I know of no major figure in U.S. politics who advocates governmental takeover of all or nearly all “means of production,” as Williams puts it. Of course, a huge debate presently raging in U.S. politics is over socialized medicine. But even in the most extreme scenarios there would still be private doctors and private hospitals, which begs the question: Why did Williams fail to use any of the countries with socialized medicine as his examples of socialist countries.

Democratic socialists embrace a free-market economy but believe in a social safety net. Williams correctly pointed out “there has never been a purely free market economic system.” 

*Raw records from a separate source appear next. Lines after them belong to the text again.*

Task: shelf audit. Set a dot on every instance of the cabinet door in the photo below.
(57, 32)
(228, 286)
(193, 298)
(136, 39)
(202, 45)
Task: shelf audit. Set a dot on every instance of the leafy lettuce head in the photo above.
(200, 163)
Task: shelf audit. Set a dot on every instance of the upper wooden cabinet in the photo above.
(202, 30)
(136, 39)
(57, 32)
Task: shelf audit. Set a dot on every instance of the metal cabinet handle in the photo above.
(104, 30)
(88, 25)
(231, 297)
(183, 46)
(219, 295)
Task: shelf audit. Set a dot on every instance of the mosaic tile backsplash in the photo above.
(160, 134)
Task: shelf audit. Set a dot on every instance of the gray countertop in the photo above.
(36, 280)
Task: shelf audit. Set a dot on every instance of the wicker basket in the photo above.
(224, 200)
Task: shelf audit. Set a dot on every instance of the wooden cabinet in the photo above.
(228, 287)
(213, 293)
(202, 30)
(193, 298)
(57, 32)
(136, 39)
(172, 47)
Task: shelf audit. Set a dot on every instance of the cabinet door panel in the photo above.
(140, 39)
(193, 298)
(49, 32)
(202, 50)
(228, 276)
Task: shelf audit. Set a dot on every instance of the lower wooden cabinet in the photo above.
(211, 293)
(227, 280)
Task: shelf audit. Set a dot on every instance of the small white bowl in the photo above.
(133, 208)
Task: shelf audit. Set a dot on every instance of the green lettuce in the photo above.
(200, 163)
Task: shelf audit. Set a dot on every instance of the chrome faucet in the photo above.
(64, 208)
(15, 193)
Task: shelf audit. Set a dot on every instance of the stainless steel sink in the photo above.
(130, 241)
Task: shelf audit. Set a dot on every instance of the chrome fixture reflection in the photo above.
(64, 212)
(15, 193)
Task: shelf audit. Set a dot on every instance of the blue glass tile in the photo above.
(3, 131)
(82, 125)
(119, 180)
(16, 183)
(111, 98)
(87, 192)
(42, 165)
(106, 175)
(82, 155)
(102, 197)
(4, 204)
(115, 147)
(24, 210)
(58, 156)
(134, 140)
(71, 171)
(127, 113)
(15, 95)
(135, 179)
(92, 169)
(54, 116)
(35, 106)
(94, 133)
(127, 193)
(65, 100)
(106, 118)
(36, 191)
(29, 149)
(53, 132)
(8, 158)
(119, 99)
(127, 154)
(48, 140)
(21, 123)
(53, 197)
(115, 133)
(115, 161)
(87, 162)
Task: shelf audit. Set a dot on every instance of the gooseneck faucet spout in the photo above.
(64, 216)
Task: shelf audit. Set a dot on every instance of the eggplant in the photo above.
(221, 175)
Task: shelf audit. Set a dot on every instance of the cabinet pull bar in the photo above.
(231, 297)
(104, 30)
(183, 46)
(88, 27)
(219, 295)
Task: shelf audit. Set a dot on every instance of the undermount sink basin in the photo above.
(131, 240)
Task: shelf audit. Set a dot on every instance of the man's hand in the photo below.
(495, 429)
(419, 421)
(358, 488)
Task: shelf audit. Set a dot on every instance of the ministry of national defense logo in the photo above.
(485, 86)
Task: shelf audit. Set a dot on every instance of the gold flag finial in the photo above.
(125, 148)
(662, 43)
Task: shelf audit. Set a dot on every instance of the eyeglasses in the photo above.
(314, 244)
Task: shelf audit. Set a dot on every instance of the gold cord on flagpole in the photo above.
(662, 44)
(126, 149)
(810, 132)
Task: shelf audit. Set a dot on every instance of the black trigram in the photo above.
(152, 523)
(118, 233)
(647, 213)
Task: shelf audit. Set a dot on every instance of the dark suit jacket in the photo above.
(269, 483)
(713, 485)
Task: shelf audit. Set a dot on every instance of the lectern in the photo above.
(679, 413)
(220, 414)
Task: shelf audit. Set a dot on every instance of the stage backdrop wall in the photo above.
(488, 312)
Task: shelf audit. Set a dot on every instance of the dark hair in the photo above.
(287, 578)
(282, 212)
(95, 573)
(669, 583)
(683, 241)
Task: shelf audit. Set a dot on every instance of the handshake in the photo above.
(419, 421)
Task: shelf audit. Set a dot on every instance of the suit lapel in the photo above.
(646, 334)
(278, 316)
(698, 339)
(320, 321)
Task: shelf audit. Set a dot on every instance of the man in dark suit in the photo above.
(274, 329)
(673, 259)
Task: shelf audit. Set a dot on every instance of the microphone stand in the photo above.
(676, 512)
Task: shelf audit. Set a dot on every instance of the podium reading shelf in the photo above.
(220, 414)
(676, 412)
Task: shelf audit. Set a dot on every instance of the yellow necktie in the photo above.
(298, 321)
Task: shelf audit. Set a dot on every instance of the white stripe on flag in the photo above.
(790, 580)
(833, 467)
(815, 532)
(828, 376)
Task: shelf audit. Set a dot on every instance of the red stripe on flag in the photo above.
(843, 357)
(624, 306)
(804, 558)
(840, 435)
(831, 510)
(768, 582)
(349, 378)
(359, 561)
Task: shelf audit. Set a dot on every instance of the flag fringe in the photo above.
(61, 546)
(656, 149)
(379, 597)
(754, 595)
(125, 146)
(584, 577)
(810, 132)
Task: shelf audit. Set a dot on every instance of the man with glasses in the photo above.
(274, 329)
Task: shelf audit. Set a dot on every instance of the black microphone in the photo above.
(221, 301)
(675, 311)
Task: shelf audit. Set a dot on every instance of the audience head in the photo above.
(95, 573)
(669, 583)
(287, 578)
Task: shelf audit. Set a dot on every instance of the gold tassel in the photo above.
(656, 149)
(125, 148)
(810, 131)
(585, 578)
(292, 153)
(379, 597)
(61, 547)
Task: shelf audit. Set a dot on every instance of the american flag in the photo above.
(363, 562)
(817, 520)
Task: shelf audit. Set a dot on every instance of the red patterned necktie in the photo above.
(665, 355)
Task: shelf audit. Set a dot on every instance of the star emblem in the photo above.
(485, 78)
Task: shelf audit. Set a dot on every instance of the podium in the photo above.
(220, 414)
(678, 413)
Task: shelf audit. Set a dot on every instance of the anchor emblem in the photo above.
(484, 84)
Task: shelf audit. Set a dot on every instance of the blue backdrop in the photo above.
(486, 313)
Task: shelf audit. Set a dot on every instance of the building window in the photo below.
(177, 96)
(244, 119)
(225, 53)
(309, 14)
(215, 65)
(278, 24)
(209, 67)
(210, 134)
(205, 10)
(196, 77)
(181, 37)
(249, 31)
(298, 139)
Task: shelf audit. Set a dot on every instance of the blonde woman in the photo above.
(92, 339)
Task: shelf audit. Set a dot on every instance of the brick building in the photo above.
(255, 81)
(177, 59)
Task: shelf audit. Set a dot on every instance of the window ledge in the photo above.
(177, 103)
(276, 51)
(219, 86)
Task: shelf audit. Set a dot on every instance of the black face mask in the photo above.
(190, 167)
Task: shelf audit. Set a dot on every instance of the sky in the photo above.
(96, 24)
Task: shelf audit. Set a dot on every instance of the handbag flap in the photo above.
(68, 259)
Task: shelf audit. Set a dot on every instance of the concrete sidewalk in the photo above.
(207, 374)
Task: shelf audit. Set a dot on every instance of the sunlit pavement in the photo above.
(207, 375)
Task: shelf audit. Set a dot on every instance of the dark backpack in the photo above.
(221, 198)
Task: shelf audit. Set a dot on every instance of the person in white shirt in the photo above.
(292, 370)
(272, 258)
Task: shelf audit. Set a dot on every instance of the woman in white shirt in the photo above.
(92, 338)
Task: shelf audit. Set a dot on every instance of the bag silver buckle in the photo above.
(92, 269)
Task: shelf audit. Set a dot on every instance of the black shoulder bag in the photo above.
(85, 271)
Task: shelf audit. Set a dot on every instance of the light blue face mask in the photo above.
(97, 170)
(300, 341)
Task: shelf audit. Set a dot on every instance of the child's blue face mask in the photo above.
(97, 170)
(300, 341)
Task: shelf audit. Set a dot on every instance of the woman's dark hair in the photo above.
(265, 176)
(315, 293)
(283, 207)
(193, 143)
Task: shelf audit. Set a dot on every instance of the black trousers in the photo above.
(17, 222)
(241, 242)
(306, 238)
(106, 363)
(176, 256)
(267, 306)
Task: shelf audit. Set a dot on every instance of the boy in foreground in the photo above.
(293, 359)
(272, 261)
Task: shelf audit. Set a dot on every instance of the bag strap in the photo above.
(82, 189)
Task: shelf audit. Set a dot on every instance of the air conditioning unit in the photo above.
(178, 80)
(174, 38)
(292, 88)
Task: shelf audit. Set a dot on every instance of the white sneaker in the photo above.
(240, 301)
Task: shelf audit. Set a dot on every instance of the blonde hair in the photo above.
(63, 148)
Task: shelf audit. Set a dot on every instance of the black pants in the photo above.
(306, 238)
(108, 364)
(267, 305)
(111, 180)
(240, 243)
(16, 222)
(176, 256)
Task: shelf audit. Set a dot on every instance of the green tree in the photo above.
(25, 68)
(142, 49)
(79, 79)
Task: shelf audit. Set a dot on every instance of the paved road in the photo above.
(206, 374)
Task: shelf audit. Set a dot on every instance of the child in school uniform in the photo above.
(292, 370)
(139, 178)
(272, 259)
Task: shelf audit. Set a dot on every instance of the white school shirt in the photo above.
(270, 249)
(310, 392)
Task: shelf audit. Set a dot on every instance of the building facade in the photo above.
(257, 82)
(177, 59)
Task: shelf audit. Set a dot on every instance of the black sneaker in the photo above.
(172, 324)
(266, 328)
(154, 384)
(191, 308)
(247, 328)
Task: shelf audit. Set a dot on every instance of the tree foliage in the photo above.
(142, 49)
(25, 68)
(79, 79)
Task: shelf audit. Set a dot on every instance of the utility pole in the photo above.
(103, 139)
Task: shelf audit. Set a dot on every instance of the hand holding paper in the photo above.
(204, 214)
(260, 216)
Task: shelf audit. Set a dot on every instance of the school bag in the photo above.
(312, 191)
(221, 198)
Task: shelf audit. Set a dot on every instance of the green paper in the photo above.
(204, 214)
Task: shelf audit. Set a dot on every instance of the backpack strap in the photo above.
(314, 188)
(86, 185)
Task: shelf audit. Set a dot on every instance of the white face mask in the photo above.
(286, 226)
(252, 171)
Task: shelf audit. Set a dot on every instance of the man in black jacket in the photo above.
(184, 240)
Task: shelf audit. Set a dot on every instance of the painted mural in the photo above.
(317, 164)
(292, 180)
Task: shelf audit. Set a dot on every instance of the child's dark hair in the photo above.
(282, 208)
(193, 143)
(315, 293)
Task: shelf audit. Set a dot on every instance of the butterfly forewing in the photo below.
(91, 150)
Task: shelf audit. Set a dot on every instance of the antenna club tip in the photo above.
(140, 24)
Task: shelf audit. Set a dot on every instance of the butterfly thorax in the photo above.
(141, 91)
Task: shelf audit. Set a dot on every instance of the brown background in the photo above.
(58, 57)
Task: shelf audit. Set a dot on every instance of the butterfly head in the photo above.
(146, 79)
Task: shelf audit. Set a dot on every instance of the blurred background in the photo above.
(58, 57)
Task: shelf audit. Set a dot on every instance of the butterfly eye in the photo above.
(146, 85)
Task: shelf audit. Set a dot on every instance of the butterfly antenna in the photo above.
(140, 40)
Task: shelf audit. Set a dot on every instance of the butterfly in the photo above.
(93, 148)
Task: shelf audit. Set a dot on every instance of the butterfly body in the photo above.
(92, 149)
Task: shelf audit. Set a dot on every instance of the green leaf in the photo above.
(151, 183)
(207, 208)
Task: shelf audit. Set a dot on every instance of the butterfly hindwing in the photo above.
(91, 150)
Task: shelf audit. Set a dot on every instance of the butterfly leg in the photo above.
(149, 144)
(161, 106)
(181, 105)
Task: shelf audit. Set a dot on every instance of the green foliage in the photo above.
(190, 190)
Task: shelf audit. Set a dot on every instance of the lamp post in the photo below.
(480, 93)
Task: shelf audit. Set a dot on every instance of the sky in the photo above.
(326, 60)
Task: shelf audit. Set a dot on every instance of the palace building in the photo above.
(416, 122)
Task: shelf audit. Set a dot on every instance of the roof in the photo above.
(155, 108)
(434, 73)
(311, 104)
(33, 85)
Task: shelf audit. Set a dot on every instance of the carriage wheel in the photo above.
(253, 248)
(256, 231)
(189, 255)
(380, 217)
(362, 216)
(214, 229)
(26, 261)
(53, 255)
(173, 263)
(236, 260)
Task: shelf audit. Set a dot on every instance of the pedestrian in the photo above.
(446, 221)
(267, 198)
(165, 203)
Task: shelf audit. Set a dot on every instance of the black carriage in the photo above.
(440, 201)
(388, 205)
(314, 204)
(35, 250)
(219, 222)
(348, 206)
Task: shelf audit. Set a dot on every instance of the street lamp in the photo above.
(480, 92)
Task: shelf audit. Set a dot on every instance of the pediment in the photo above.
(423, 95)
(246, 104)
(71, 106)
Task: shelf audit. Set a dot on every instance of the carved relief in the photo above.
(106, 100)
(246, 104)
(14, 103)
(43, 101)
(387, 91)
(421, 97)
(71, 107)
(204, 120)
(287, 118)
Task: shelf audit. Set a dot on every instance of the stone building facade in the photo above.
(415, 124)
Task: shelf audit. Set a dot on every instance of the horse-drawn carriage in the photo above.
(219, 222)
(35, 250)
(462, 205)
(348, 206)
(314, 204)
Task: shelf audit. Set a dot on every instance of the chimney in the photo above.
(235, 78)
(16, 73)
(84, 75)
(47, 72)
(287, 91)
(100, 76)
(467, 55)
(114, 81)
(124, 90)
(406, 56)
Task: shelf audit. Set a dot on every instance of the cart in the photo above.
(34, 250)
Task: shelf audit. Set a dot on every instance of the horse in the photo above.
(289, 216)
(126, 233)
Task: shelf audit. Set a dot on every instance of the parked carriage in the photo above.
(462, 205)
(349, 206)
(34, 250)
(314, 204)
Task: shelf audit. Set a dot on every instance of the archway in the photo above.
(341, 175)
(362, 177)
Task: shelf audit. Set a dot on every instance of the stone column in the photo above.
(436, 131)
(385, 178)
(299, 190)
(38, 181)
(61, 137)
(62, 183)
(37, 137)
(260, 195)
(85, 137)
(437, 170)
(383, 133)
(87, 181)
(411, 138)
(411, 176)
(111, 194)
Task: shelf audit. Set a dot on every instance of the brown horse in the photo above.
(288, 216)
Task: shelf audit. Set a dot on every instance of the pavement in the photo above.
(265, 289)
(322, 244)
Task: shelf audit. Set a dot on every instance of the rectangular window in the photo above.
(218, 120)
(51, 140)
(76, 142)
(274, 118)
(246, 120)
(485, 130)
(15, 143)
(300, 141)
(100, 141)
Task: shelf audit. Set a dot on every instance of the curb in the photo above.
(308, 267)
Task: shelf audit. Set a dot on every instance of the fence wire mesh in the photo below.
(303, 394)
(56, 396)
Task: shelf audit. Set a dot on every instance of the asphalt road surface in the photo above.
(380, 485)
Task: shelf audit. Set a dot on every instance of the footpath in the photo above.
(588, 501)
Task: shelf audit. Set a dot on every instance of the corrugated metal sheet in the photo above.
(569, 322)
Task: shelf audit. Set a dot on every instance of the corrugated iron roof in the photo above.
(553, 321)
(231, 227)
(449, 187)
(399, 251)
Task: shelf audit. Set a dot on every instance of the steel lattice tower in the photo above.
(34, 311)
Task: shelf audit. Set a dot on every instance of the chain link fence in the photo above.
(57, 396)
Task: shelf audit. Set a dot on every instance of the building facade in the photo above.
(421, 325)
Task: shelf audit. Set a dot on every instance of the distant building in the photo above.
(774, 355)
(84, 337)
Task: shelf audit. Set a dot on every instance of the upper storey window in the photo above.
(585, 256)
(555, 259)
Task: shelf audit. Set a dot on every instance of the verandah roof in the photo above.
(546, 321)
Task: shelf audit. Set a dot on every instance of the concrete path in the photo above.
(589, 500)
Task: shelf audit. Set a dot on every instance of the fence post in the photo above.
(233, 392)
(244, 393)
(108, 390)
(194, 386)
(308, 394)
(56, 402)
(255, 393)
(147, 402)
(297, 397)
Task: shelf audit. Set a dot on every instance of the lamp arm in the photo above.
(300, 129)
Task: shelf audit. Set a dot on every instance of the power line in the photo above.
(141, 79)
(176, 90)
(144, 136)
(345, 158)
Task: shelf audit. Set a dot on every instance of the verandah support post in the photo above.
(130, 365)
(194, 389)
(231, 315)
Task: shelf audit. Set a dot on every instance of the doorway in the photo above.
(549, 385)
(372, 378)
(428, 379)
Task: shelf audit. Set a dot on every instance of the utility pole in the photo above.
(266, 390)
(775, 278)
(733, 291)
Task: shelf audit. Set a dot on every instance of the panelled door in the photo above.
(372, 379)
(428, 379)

As a society we actually do a “cost-benefit” analysis for every business. For example, a town might approve zoning to allow a factory to be built because the town will be provided with jobs and valuable products. Yet, the factory is regulated as to how much it is allowed to pollute that community. If the pollution becomes too serious, the community might decide to shut down the factory. This is an example of a socialist-regulated economy, and we have operated under this system since our inception. You are welcome. 

It is time for the educational system and media to step up and point out that socialism is not a four-letter word, dirty word or pejorative. Folks are making too much of the word socialism in this generation the way the term “communist” was used as a cudgel during the McCarthy era. Don’t be that guy. Don’t be McCarthy. We are all socialists and you are welcome.